Mais que discorrer sobre uma série de conceitos, a disciplina pode contribuir para a formação humana na medida em que proporcione a problematização da realidade próxima dos educandos a partir de diferentes perspectivas, bem como pelo confronto com realidades culturalmente distantes. Trata-se de uma apropriação, por parte dos educandos, de um modo de pensar distinto sobre a realidade humana, não pela aprendizagem de uma teoria, mas pelo contato com diversas teorias e com a pesquisa sociológica, seus métodos e seus resultados. (2001, p. 4)

Esse tema também foi desenvolvido por Florestan Fernandes em 1987, em seu trabalho “Sociologia da educação como sociologia especial”. Para Fernandes, o que se pode fazer, então, no nível médio, é a partir de temas diversos ir variando estratégias de ensino e enfocando aspectos do pensamento sociológico, trabalhando na formação do aluno a partir daquilo que se entende por “pensar sociologicamente”. O ensino de sociologia não se prende aos resultados a que chegaram os cientistas sociais, nem ao resumo de suas obras, mas, de certa forma, às questões diante das quais eles se colocaram e ao percurso, ou seja, às estratégias de construção do conhecimento que eles descreveram. E ainda, de certo modo, produzir o conhecimento sobre o conhecimento, ou a consciência sobre a metodologia desenvolvida. Para o autor, se a sociologia não for trabalhada com esse objetivo, teremos uma decoreba sobre vida, obras e conclusões de um autor.

Nessa perspectiva, embora o número de aulas deixe de ser importante se pensarmos mais seriamente nos objetivos do ensino de sociologia, o autor conclui que não se pode pensar em uma aula por semana num curso de um ano, o que não quer dizer que se pretende dar ao curso um caráter enciclopédico ou uma exaustão de temas, teorias e conceitos que repetem os mesmos esquemas didáticos, não produzindo nenhum avanço no modo de pensar do aluno (FERNANDES, 1987,).

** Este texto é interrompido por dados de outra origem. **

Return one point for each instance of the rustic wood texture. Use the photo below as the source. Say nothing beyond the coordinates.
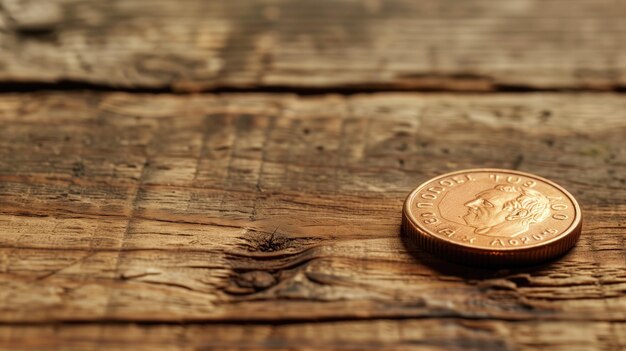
(165, 221)
(192, 45)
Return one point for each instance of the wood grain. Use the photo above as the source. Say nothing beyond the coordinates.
(180, 217)
(193, 45)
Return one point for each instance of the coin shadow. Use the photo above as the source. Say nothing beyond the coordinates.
(450, 268)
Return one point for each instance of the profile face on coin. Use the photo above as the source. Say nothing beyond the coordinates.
(489, 214)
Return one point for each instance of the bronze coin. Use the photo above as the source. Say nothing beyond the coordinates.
(492, 217)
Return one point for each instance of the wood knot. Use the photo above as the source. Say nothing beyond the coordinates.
(257, 280)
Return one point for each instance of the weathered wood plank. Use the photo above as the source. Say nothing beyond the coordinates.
(194, 45)
(164, 208)
(442, 334)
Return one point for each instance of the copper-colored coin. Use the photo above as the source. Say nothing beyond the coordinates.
(492, 217)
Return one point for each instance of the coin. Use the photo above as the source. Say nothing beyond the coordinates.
(492, 217)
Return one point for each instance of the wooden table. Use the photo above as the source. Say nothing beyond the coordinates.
(190, 175)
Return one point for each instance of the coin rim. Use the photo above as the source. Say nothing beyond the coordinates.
(576, 223)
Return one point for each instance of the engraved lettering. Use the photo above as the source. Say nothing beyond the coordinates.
(550, 231)
(529, 184)
(436, 189)
(513, 179)
(446, 182)
(430, 218)
(497, 242)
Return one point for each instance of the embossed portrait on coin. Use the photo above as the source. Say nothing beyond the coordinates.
(506, 210)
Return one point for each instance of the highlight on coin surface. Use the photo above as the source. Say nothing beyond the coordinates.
(492, 216)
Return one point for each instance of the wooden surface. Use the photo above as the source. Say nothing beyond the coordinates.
(191, 45)
(269, 209)
(264, 212)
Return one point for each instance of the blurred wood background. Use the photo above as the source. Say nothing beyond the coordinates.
(199, 175)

Esse ainda é um dos grandes problemas enfrentados por professores de sociologia nas escolas: o número de aulas é determinante para a produção do currículo. Moraes, no trabalho “Desafios para a implantação do ensino de sociologia na escola média brasileira” (2010), ao desenvolver a temática de um currículo de sociologia, questiona o fato de definir um conteúdo programático sem ter antes definido o número de aulas. O autor defende que é necessário se debruçar mais seriamente sobre essa realidade, que não tem sido suficientemente debatida e está diretamente ligada às questões sobre a proposta de um currículo único.

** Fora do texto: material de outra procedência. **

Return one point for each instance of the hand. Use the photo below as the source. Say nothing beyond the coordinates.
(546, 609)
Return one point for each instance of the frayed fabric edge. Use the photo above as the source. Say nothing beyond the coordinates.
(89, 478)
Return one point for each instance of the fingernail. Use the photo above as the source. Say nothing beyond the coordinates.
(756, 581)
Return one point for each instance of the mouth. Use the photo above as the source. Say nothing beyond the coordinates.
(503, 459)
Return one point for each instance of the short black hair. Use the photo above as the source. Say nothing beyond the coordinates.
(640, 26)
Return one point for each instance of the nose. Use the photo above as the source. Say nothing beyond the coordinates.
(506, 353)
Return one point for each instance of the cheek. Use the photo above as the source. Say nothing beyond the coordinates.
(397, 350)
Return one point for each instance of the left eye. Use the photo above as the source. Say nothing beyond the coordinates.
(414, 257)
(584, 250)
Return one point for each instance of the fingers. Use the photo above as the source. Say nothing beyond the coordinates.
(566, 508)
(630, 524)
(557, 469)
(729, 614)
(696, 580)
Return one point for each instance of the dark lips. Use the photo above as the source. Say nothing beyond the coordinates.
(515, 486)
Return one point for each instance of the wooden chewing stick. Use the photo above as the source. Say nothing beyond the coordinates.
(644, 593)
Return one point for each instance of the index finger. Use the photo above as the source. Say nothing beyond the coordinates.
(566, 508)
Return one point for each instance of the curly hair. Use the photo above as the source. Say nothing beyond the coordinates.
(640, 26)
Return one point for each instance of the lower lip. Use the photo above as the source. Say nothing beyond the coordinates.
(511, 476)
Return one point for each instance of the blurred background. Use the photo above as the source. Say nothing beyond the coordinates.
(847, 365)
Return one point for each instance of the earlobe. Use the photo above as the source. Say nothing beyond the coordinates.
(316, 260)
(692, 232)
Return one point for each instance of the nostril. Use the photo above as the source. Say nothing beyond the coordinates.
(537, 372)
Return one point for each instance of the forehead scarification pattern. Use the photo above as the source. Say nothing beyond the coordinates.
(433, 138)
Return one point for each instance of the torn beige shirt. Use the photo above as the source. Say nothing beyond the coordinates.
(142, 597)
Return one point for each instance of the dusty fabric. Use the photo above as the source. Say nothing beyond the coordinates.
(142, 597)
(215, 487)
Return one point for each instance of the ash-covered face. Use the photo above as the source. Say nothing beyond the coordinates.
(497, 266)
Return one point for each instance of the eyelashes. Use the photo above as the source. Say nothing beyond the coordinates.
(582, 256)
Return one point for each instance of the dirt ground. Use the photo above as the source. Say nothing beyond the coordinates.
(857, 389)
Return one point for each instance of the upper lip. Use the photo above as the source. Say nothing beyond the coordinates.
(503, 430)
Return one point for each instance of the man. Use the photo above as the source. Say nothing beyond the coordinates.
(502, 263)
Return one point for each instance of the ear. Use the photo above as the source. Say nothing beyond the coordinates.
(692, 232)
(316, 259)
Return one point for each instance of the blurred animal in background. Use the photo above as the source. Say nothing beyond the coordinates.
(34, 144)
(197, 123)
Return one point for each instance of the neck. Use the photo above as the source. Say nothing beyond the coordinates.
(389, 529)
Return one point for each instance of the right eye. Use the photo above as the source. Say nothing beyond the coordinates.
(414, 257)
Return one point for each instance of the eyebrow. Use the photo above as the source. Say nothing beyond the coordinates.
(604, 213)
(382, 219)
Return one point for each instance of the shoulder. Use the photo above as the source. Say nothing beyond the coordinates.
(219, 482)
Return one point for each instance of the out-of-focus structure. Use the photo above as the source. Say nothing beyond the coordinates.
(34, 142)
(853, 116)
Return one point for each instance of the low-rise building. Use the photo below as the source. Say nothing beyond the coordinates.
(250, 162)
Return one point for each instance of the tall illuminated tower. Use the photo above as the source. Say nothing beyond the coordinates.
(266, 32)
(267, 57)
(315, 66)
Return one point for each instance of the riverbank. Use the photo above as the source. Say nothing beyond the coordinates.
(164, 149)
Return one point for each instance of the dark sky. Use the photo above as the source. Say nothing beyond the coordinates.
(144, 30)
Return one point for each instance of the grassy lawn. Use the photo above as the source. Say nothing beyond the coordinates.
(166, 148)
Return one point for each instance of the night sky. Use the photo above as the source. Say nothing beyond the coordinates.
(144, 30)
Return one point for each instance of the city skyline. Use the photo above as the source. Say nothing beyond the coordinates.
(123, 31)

O sentido dado ao ensino de sociologia é “desenvolver o pensamento sociológico no aluno” ou “levar o aluno a pensar sociologicamente”. Para Moraes a questão dos conteúdos e da existência de uma proposta única acaba perdendo o sentido, ou por outro lado, não se entende o que seja mesmo esse “pensar sociologicamente”:

Primeiro, não se trata de uma quantidade específica de conteúdos; depois, não se trata de determinados conteúdos e não outros. Trata-se na verdade de uma feliz unidade entre conteúdos e metodologias, em que os conteúdos podem ser os mais diversos e a metodologia é que poderá fazer a diferença, por isso a questão da formação de professores passa não somente pelo domínio de conteúdos (bacharelado), mas principalmente pela licenciatura, ou o domínio das práticas e questões de ensino. De certa forma, a escolha dos conteúdos – temas, teorias e conceitos – não podendo ser percorridos todos – numa proposta exaustiva –, terá sempre um caráter arbitrário; depois, se não forem organizados sob perspectivas variadas em termos de metodologias de ensino, poderão ser uma repetição de estruturas apenas variando os temas, o que em termos de aprendizado será a reiteração. (2010, p. 5)

Sarandy, ao escrever sobre a introdução da sociologia no nível médio, aponta que, diferente de outras disciplinas, a sociologia ainda está construindo um saber organizado para esse nível de ensino. A história e a geografia, provavelmente devido à longa tradição no meio escolar, estão bem estabelecidas, têm um discurso construído sobre a realidade, já aceito e amplamente disponível para todos os professores. Os cientistas sociais não contam com essa experiência, além de suas produções sobre o ensino da sociologia no ensino médio serem bastante dispersas entre os profissionais. Não existe uma rede de comunicação e diálogo que favoreça maior intercâmbio de ideias e experiências práticas. Na maioria das vezes, as experiências com o ensino não são registradas, não integram um sistema cumulativo de experiências históricas da comunidade de cientistas sociais e nem sempre estão amplamente disponíveis:

A carência de reflexões e orientações pedagógicas dos Parâmetros Curriculares Nacionais referentes ao ensino de ciências sociais, o conteúdo teórico dos livros didáticos e o modo como são organizados os planos de curso têm como origem dois vieses nas práticas pedagógicas dos professores do ensino médio: o academicismo – que, em grande medida, reproduz os modelos aprendidos na graduação – e a militância ideologicamente orientada – que, por sua vez, é responsável pelo recorte específico dos conceitos e temáticas normalmente trabalhados ou, até mesmo, pelo sentido dado a certos conceitos sociológicos. Esses dois vieses acabam por contribuir tanto para uma baixa qualidade no ensino dessa disciplina, quanto para sua pouca legitimidade social. (SARANDY, 2001, p. 5)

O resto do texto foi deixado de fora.